The immediate question is whether Goodell had any business influencing where Vick signed once he got out of prison, and some have raised the issue of whether the Bengals or Bills will or should be upset about this. I see the point but have some issues with that interpretation.

First, I don't buy that the Bengals would have started Vick ahead of Carson Palmer in 2009, fresh out of prison. I may buy that the Bills would have done it, since they were going with Trent Edwards and eventually Ryan Fitzpatrick, but to say he was a starting option even for a team as quarterback-desperate as Buffalo is revisionist history.

Vick had just gone two full seasons without playing football. No one knew what kind of shape he was in, physically or mentally. If a team -- even the Bills -- was going to sign him, it's impossible to believe they were going to anoint him their starting quarterback right out of the gate. It's easy to look back over the way Vick played last year and say sure, of course he'd have been worlds better than those other options. But in August 2009, nobody knew he'd come back and be what he's become. Not the Bengals, not the Bills, not the Eagles, not Vick and not Goodell.

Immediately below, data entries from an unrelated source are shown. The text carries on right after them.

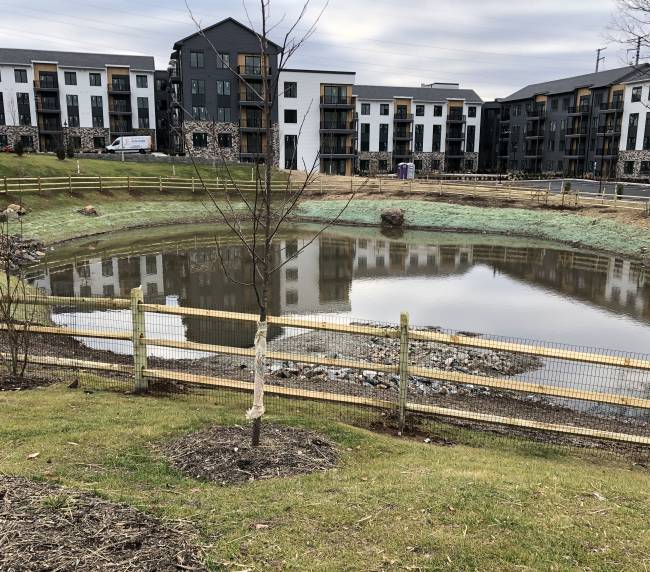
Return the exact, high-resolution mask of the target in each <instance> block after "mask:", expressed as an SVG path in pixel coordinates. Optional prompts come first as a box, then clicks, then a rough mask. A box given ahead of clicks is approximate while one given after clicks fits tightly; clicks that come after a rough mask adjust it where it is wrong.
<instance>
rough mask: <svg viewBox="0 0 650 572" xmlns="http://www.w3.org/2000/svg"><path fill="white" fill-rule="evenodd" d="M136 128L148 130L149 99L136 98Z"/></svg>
mask: <svg viewBox="0 0 650 572" xmlns="http://www.w3.org/2000/svg"><path fill="white" fill-rule="evenodd" d="M145 77H146V76H145ZM138 127H139V128H140V129H149V98H148V97H138Z"/></svg>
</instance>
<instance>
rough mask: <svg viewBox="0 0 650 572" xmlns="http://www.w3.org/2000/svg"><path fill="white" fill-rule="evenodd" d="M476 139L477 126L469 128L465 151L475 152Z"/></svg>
mask: <svg viewBox="0 0 650 572" xmlns="http://www.w3.org/2000/svg"><path fill="white" fill-rule="evenodd" d="M475 139H476V125H468V126H467V144H466V145H465V151H467V152H468V153H473V152H474V140H475Z"/></svg>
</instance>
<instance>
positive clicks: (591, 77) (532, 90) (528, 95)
mask: <svg viewBox="0 0 650 572" xmlns="http://www.w3.org/2000/svg"><path fill="white" fill-rule="evenodd" d="M649 72H650V65H649V64H642V65H641V66H638V67H635V66H625V67H623V68H615V69H611V70H604V71H600V72H597V73H596V72H594V73H588V74H584V75H574V76H572V77H566V78H562V79H555V80H552V81H546V82H543V83H532V84H530V85H527V86H526V87H524V88H522V89H520V90H519V91H515V93H513V94H511V95H509V96H508V97H504V98H503V99H501V101H502V102H503V101H518V100H521V99H530V98H531V97H535V96H536V95H555V94H560V93H569V92H571V91H574V90H576V89H580V88H583V87H586V88H590V89H595V88H599V87H607V86H609V85H612V84H616V83H621V82H623V81H626V80H630V79H632V78H635V77H637V78H638V77H643V76H647V75H648V73H649Z"/></svg>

Goodell's mission at that time was not to return Vick to on-field football glory but simply to return him to NFL society and allow him to resume his career in the situation that would best enable him to be a productive member of that society on and off the field. Goodell had a lot of help in this effort, from agent Joel Segal to NFLPA chief DeMaurice Smith to former Colts coach Tony Dungy, who served as a mentor to Vick during and after Vick's prison stay.

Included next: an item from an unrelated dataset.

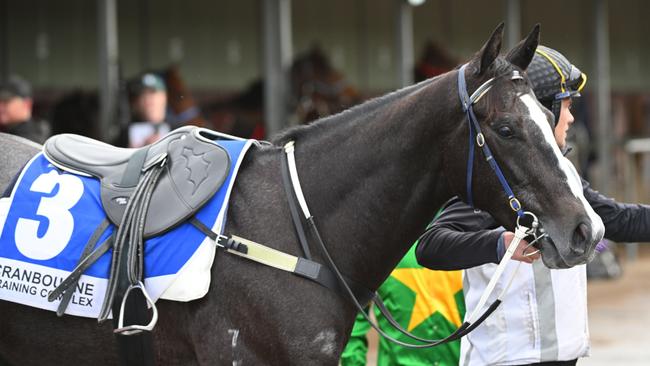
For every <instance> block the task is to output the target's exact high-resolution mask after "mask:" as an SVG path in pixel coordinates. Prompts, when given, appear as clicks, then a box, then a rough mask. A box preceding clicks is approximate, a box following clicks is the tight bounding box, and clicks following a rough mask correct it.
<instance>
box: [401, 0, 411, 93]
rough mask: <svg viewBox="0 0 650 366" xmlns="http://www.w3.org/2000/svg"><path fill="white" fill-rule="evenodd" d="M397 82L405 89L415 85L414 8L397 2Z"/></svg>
mask: <svg viewBox="0 0 650 366" xmlns="http://www.w3.org/2000/svg"><path fill="white" fill-rule="evenodd" d="M397 7H398V11H397V80H398V81H399V84H400V86H402V87H404V86H407V85H411V84H413V65H414V64H415V63H414V56H413V8H412V6H411V5H410V4H409V3H408V2H407V1H405V0H397Z"/></svg>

Now, to Goodell and all of those other people, the Eagles looked like the best spot for a number of reasons. They all believed coach Andy Reid, in part because of his own personal experience with his sons and their legal trouble, would be a compassionate mentor. They believed that Reid and his coaches could nurture and coach Vick while Vick served as backup to Donovan McNabb. They believed McNabb would be a good mentor for Vick.

Goodell said more than once, at that time, that he was looking for "a success story." And he didn't mean success in terms of yards or touchdown passes. And he certainly didn't mean success for any one particular NFL team. He meant success for Michael Vick -- and that meant putting Vick in the most beneficial situation for Michael Vick. The idea that the commissioner might have been playing favorites, or that other teams should be upset that he may have steered this remarkable athletic talent to a training camp other than theirs, is fueled by nothing other than hindsight. At the time, no one knew if Vick had it in him to ever complete another NFL pass. Even the Eagles didn't know. They just took a chance -- a chance for which they were ridiculed and criticized by many at the time -- and coached him into a better quarterback than he'd ever been before without ever thinking he'd start for them. Remember, a year ago, Vick was Kevin Kolb's backup.

To think that Vick would have become what he's become while riding the bench behind Palmer or even while starting games for Buffalo is to underestimate the work the Eagles did with him once they got their hands on him. If this is going to be a controversy, people had better come at it with all of the facts. Sure, it's possible Goodell wanted Vick in Philadelphia. But if he did, it had nothing to do with wanting to help the Eagles. They did that on their own.